Line 23300 totals all of the deductions available.
Line 23400 subtracts the total number of deductions from income.


For your example, if you made $50K of employment income plus another $10K of interest income then your total income is $60K. If you make a $5K RRSP contribution that you choose on Schedule 7 to deduct then it's $60K - $5K = $55K for your net income.

Each dollar of RRSP contribution that is deducted wipes out a dollar of income, no matter the source.

Cheers


----------



## Spudd (Oct 11, 2011)

If you make 50k from your job, and you put 5k in an RRSP, essentially you will be taxed on 45k income instead of 50k.


----------



## AltaRed (Jun 8, 2009)

ian said:


> March 1, 2022 is the deadline for the 2021 tax year. So, if you contribute on Feb 28. 2022 you can apply it to either your 2021 or your 2022 tax as a deduction from taxable income.


That is how I always understood it as well... Jan and Feb (e.g. 2021) contributions could be either allocated to the prior tax year (2020) or carried forward to the 2021 tax year. I always used to contribute ASAP for the tax year.
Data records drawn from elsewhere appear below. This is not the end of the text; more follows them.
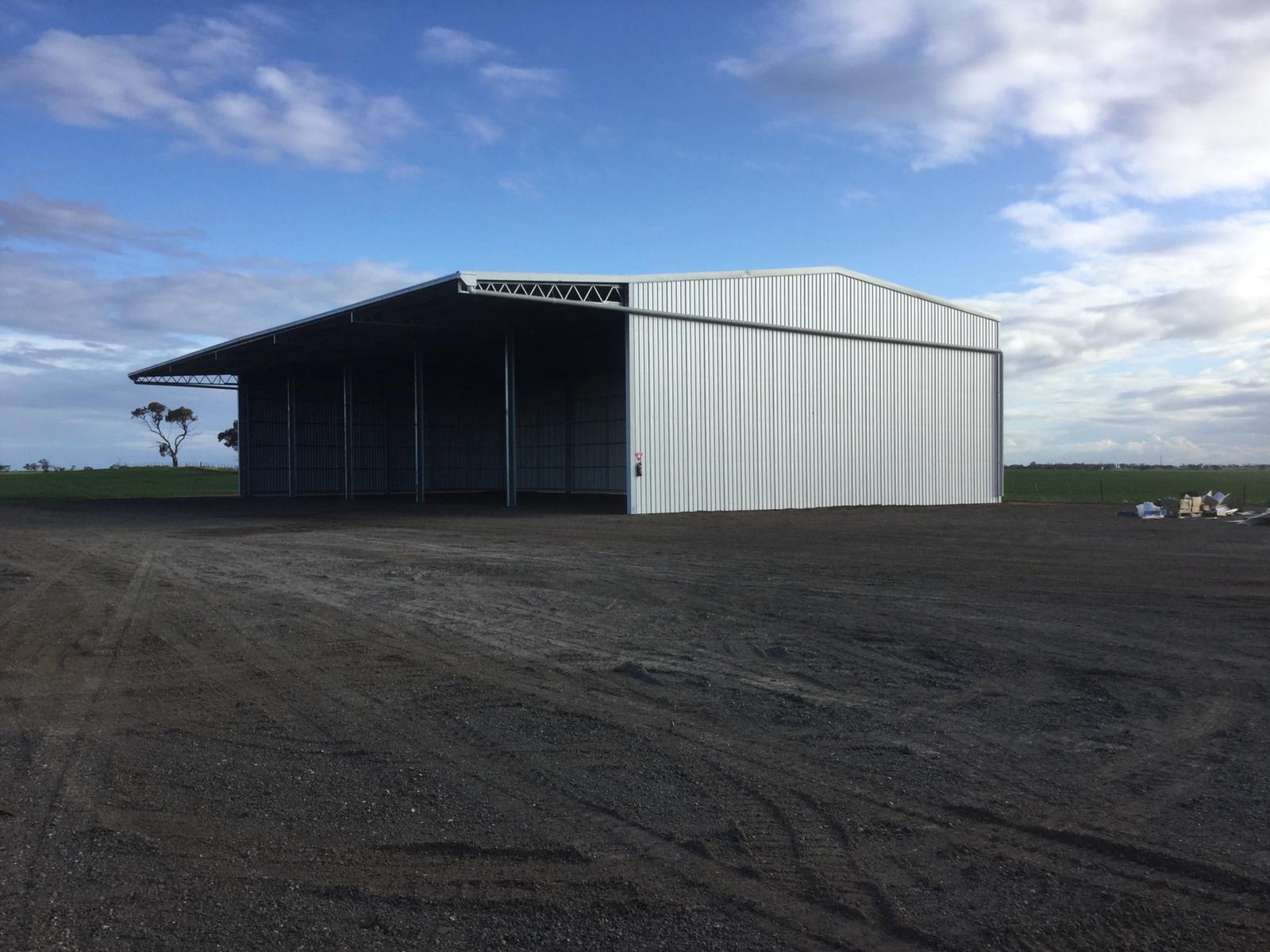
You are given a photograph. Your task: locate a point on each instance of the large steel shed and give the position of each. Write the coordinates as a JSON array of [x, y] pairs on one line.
[[729, 390]]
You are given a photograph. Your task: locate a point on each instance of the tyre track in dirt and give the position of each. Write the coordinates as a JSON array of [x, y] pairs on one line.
[[935, 814], [1156, 862], [74, 790], [488, 762], [814, 803]]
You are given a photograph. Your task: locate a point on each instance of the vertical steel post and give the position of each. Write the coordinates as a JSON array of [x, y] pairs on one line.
[[418, 427], [568, 436], [244, 406], [630, 424], [1001, 427], [348, 432], [291, 432], [510, 413]]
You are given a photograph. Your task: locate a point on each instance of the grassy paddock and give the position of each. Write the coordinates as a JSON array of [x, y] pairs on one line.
[[1132, 486], [129, 482]]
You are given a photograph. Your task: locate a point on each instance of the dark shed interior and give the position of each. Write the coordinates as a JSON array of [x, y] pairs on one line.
[[429, 391]]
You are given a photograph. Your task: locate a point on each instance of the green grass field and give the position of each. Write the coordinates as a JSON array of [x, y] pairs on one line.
[[1022, 486], [1132, 486], [130, 482]]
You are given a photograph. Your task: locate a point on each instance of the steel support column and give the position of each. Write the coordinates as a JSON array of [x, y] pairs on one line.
[[510, 414], [244, 454], [568, 436], [419, 489], [348, 432], [291, 432]]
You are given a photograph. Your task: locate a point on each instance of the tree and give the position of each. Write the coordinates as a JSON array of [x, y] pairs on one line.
[[229, 437], [171, 427]]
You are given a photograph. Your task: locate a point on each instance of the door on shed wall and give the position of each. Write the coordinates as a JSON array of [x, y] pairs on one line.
[[381, 454], [571, 408]]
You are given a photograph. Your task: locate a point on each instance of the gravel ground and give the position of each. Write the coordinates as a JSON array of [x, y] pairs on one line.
[[298, 724]]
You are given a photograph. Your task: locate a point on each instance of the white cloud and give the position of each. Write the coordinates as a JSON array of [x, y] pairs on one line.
[[452, 46], [206, 82], [480, 130], [1199, 283], [521, 186], [1168, 336], [1149, 99], [522, 82], [1048, 228], [852, 197], [70, 332], [35, 220]]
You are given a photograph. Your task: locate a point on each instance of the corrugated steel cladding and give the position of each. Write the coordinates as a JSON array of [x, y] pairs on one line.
[[741, 391], [761, 418]]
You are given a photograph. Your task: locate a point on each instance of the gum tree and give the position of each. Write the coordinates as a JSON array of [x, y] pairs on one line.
[[171, 427]]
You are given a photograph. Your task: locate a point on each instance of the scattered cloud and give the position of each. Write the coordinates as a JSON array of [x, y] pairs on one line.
[[521, 186], [452, 46], [522, 82], [206, 82], [480, 130], [852, 197], [1151, 334], [1146, 99], [1168, 336], [70, 330], [1049, 228], [35, 220]]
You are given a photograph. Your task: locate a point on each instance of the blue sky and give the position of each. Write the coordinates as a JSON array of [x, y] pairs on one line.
[[1094, 173]]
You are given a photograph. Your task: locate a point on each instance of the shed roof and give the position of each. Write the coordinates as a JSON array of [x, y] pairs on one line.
[[330, 330]]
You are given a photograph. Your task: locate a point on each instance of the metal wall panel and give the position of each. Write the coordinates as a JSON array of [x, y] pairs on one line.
[[571, 435], [463, 447], [818, 301], [319, 405], [266, 432], [541, 437], [746, 418], [598, 424], [383, 444]]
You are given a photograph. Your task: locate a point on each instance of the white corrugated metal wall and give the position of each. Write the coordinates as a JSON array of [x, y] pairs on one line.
[[762, 418]]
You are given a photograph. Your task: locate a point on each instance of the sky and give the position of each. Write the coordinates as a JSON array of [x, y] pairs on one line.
[[1094, 171]]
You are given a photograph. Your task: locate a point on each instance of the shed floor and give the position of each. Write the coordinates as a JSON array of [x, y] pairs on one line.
[[253, 724]]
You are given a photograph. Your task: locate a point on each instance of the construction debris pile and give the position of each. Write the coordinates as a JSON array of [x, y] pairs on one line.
[[1197, 505]]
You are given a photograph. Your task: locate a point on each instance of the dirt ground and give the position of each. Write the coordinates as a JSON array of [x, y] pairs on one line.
[[237, 725]]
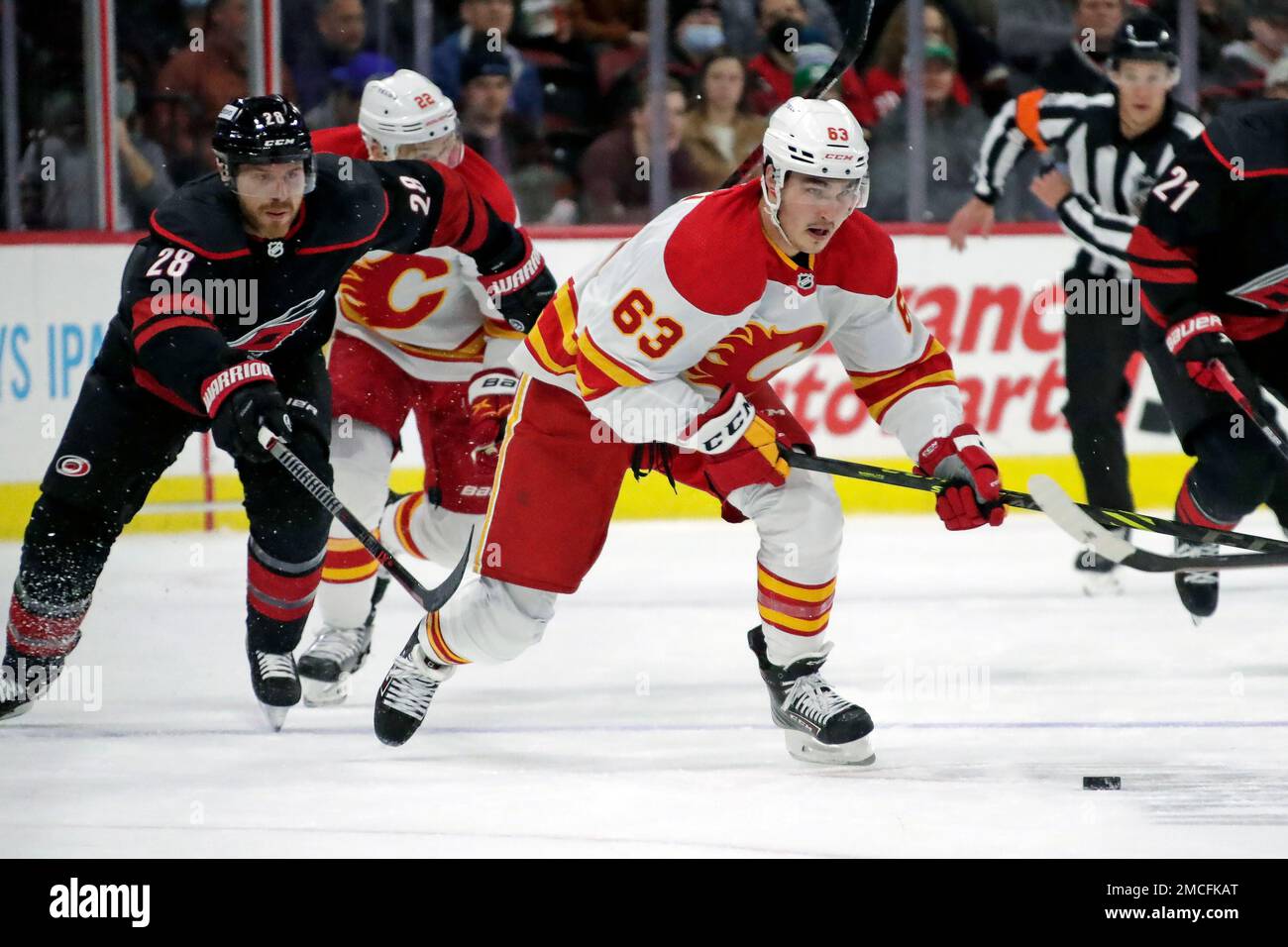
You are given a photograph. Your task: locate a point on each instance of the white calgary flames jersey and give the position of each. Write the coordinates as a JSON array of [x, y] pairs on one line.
[[700, 298], [425, 312]]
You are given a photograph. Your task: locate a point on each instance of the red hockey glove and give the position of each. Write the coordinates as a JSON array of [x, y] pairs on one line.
[[741, 446], [490, 395], [520, 286], [1199, 339], [975, 496]]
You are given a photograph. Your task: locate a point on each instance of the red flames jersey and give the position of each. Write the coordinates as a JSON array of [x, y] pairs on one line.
[[426, 311], [700, 298]]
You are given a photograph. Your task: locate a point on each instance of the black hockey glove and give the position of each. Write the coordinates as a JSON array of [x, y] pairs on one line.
[[519, 286], [237, 421]]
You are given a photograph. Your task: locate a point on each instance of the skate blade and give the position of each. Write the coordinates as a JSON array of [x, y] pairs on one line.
[[325, 693], [24, 707], [1102, 585], [275, 716], [857, 753]]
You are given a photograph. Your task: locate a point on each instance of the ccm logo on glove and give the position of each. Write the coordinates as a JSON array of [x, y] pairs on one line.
[[1186, 329]]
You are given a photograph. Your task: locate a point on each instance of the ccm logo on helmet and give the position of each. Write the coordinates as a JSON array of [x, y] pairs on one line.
[[71, 466]]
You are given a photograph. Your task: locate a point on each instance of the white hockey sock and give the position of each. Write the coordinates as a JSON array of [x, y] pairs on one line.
[[420, 528], [487, 621], [361, 463]]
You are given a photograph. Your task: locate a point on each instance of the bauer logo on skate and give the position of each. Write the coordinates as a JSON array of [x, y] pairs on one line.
[[71, 466]]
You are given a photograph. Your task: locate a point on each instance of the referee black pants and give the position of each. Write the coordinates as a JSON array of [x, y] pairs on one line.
[[1098, 344]]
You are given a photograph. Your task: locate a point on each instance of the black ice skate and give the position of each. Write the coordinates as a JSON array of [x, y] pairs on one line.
[[327, 664], [1098, 574], [403, 697], [1198, 590], [25, 680], [275, 684], [819, 724]]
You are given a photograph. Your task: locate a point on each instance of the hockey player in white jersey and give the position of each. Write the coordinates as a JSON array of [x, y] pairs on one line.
[[416, 335], [655, 363]]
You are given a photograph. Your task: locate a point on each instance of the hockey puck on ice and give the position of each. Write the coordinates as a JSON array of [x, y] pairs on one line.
[[1102, 783]]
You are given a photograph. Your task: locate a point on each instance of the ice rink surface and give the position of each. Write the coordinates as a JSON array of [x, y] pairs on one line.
[[640, 727]]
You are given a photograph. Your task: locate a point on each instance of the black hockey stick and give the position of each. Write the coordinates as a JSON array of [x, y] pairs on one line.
[[1024, 501], [851, 47], [429, 599], [1227, 380], [1067, 514]]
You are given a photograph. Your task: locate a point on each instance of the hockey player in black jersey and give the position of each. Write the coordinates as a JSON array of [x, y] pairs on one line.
[[224, 309], [1211, 254], [1115, 146]]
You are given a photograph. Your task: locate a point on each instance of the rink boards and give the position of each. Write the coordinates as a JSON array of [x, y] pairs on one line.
[[996, 308]]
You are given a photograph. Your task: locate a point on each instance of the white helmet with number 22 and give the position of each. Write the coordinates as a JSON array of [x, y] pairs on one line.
[[814, 137], [407, 108]]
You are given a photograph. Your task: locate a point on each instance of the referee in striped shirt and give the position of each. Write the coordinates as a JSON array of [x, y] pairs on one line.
[[1116, 146]]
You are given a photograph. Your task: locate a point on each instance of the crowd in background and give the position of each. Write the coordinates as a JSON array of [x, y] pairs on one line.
[[557, 101]]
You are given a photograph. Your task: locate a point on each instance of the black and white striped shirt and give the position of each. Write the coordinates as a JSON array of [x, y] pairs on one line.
[[1111, 175]]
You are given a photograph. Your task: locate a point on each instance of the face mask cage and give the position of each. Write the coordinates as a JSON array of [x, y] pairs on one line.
[[230, 166]]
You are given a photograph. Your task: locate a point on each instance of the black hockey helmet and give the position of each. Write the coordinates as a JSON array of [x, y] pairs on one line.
[[1144, 38], [262, 131]]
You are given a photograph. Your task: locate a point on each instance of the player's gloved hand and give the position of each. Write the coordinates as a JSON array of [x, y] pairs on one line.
[[240, 416], [519, 285], [490, 395], [1197, 341], [975, 496], [742, 446]]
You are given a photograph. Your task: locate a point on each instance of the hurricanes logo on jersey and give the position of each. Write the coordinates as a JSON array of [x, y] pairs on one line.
[[1269, 290], [752, 354], [268, 335]]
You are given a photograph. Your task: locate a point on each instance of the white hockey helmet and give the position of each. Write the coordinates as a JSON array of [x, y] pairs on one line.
[[814, 137], [407, 108]]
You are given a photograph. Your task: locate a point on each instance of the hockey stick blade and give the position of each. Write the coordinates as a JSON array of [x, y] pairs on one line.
[[1022, 501], [429, 599], [1060, 508], [851, 47]]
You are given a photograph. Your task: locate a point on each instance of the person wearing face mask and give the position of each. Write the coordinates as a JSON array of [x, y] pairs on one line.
[[785, 30], [696, 33]]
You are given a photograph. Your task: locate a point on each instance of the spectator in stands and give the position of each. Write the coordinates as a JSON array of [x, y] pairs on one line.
[[953, 132], [1081, 64], [784, 30], [614, 167], [614, 22], [316, 54], [719, 131], [488, 125], [507, 141], [493, 20], [340, 106], [884, 80], [1031, 31], [1244, 63], [194, 84], [745, 37], [1276, 80], [697, 31], [1222, 22], [56, 170]]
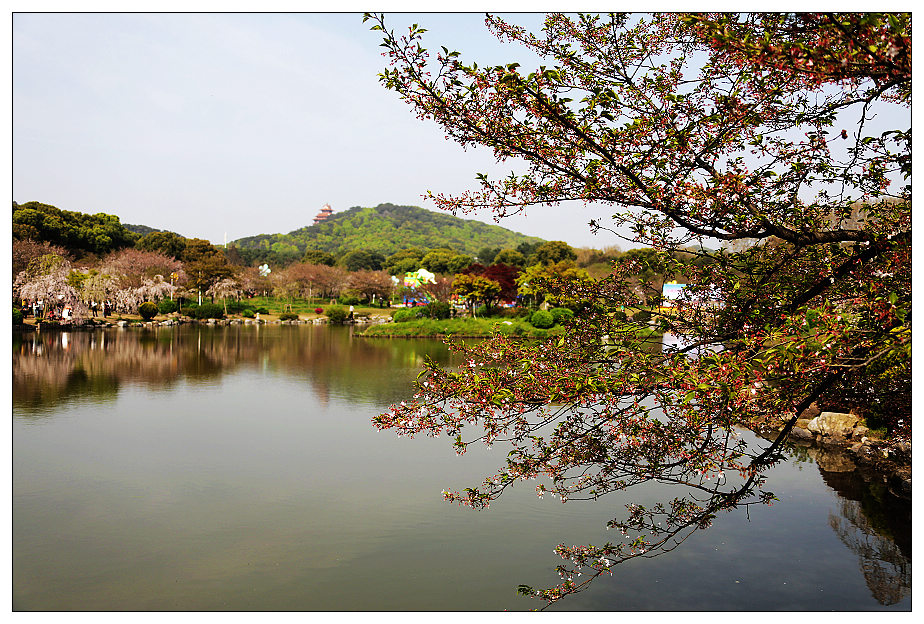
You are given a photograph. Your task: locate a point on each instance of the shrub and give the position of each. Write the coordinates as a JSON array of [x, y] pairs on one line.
[[207, 310], [236, 307], [542, 319], [404, 314], [561, 315], [436, 310], [147, 310], [516, 312], [336, 314]]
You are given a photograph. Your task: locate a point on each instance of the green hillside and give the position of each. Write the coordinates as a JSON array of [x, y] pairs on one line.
[[387, 229]]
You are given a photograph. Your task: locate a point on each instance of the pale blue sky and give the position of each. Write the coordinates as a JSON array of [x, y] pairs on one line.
[[243, 124]]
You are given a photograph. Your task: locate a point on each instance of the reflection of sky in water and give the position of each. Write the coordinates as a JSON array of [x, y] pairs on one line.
[[238, 469]]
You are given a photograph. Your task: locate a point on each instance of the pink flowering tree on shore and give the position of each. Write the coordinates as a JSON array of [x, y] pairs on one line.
[[756, 134], [45, 279]]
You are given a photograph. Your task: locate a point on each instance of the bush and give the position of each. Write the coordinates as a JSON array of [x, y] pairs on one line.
[[404, 314], [516, 312], [436, 310], [236, 307], [561, 315], [207, 310], [336, 314], [542, 319], [147, 310]]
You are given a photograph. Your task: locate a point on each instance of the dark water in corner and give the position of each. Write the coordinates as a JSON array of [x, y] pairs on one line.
[[236, 468]]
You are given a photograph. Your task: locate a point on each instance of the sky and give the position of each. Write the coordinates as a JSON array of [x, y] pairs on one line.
[[219, 125]]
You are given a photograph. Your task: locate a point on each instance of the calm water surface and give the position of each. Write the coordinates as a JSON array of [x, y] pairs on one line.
[[236, 468]]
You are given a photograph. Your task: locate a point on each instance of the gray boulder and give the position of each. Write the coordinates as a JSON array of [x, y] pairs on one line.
[[833, 424]]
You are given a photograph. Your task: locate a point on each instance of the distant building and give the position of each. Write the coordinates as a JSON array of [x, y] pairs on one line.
[[326, 211]]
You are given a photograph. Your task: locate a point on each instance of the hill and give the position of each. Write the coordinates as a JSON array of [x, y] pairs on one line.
[[387, 229]]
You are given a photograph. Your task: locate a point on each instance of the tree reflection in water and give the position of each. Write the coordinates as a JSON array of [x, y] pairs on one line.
[[51, 368]]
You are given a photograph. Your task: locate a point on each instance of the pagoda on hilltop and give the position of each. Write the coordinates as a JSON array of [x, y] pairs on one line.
[[326, 211]]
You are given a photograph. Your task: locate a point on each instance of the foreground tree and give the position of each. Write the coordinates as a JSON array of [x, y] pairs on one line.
[[751, 130]]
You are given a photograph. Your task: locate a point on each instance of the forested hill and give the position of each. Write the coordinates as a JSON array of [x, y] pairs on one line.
[[387, 229]]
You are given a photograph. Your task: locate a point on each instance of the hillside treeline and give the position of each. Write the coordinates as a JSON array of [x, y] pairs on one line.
[[75, 260]]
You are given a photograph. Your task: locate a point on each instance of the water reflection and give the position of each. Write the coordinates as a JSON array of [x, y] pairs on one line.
[[242, 461], [53, 368]]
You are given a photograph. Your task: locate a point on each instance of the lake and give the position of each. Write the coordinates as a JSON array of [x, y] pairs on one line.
[[236, 468]]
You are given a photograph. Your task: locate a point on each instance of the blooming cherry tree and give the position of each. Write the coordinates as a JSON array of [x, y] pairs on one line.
[[756, 134]]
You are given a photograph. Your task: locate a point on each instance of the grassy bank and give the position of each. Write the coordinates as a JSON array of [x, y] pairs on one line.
[[305, 309], [462, 327]]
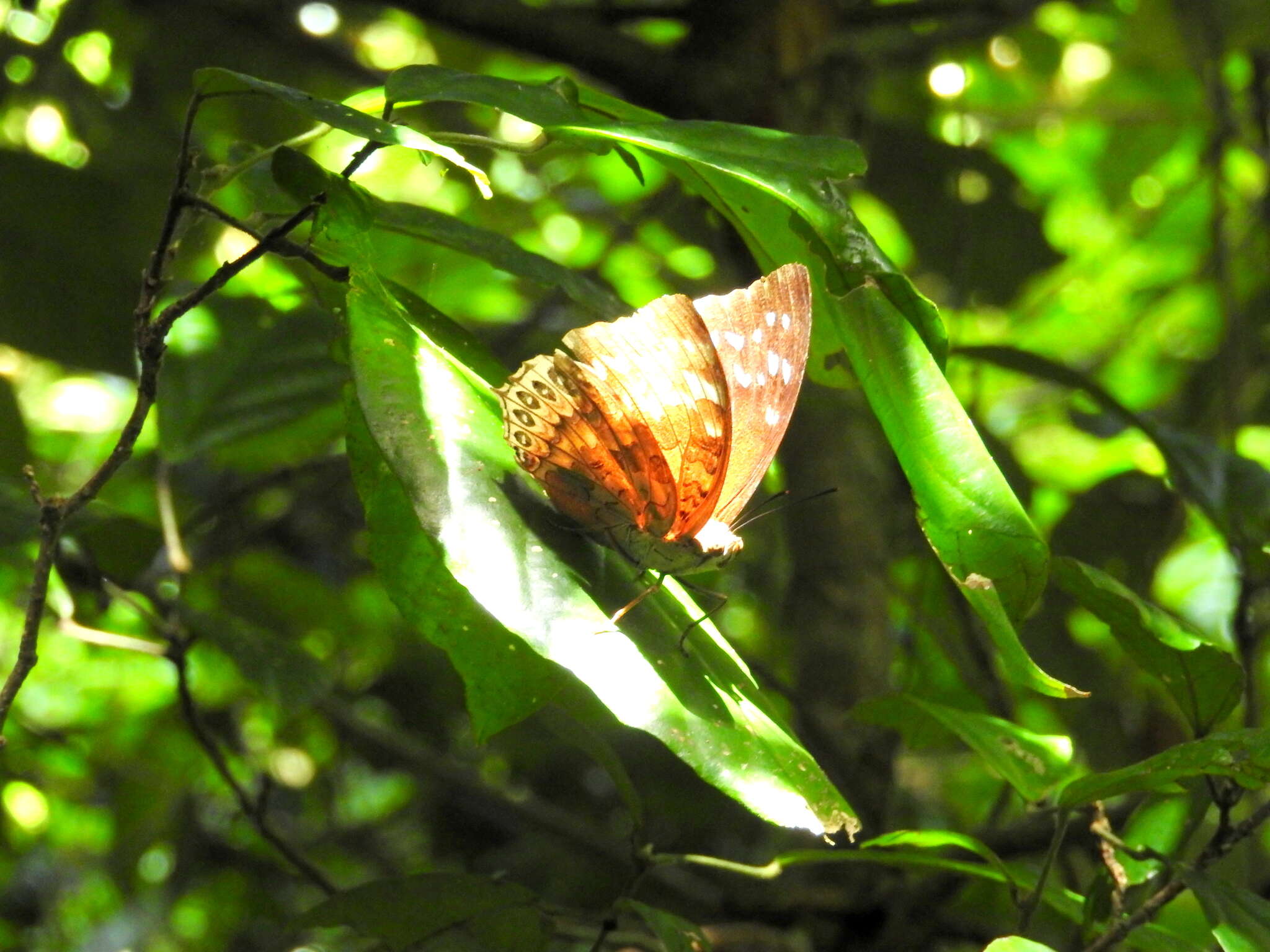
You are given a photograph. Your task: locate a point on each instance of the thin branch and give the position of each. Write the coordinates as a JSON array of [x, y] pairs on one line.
[[1219, 847], [150, 335], [254, 808], [285, 248], [177, 555]]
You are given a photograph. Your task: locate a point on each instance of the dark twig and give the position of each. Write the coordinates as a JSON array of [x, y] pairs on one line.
[[285, 248], [255, 809], [150, 334], [1221, 844]]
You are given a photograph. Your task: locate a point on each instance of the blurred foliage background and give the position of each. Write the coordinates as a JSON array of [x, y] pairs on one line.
[[1081, 180]]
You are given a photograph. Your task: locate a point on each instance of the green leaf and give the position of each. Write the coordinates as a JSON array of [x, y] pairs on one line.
[[967, 509], [1240, 918], [213, 81], [438, 430], [269, 371], [349, 208], [540, 103], [1203, 679], [1232, 490], [1016, 943], [1015, 662], [675, 933], [499, 250], [1244, 756], [1032, 763], [408, 910], [778, 191], [941, 839], [504, 682], [282, 669]]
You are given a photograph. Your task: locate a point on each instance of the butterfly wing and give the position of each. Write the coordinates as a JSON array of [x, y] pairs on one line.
[[665, 385], [563, 439], [761, 334]]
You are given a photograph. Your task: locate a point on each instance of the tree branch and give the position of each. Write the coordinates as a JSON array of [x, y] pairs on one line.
[[1221, 844]]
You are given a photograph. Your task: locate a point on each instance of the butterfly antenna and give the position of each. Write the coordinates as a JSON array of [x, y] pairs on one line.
[[756, 509], [760, 512]]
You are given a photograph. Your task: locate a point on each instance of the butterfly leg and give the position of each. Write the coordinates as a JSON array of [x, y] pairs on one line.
[[621, 612], [700, 591]]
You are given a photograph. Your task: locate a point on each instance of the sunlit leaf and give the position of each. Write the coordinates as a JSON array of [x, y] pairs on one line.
[[1244, 756], [498, 250], [406, 912], [1204, 681], [1016, 943], [214, 81], [438, 431]]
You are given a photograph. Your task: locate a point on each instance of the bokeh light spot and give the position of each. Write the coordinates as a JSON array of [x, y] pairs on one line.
[[948, 81], [318, 19], [1085, 63], [1147, 192], [25, 805], [1005, 52]]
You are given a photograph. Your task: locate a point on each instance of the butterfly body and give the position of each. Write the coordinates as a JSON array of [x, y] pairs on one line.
[[657, 431]]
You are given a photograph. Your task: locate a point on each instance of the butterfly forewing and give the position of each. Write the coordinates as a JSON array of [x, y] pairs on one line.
[[666, 376], [761, 335]]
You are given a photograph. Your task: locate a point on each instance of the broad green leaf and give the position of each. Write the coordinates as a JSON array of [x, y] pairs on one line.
[[940, 839], [406, 912], [349, 208], [1240, 918], [540, 103], [1232, 490], [1204, 681], [1151, 937], [966, 507], [1016, 943], [1015, 662], [504, 682], [1032, 763], [214, 81], [675, 933], [266, 372], [497, 249], [438, 431], [779, 192], [286, 672], [1244, 756]]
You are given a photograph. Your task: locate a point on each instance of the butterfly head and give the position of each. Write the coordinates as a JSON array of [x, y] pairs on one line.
[[711, 547]]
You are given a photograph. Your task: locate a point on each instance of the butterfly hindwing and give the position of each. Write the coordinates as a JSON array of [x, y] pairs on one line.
[[667, 381], [761, 335]]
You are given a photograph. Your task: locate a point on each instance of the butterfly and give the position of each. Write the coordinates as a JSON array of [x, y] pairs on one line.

That all said, I have been corrected by a few folks in the past saying that is not correct... that the contribution year is Mar 1st through Feb 28th as per this link Contribution year - Canada.ca and repeated here https://help.simpletax.ca/questions/claim-rrsp-contributions-from-jan-feb-mar

YMMV


----------



## MrMatt (Dec 21, 2011)

AltaRed said:


> That is how I always understood it as well... Jan and Feb (e.g. 2021) contributions could be either allocated to the prior tax year (2020) or carried forward to the 2021 tax year. I always used to contribute ASAP for the tax year.
> 
> That all said, I have been corrected by a few folks in the past saying that is not correct... that the contribution year is Mar 1st through Feb 28th as per this link Contribution year - Canada.ca and repeated here https://help.simpletax.ca/questions/claim-rrsp-contributions-from-jan-feb-mar
> 
> YMMV


I believe all contributions can be carried forward indefinitely.


----------



## AltaRed (Jun 8, 2009)

Provided the contribution room is available. That said, like you, it has always been my understanding that both contribution AND deduction against tax can be carried forward indefinitely.


----------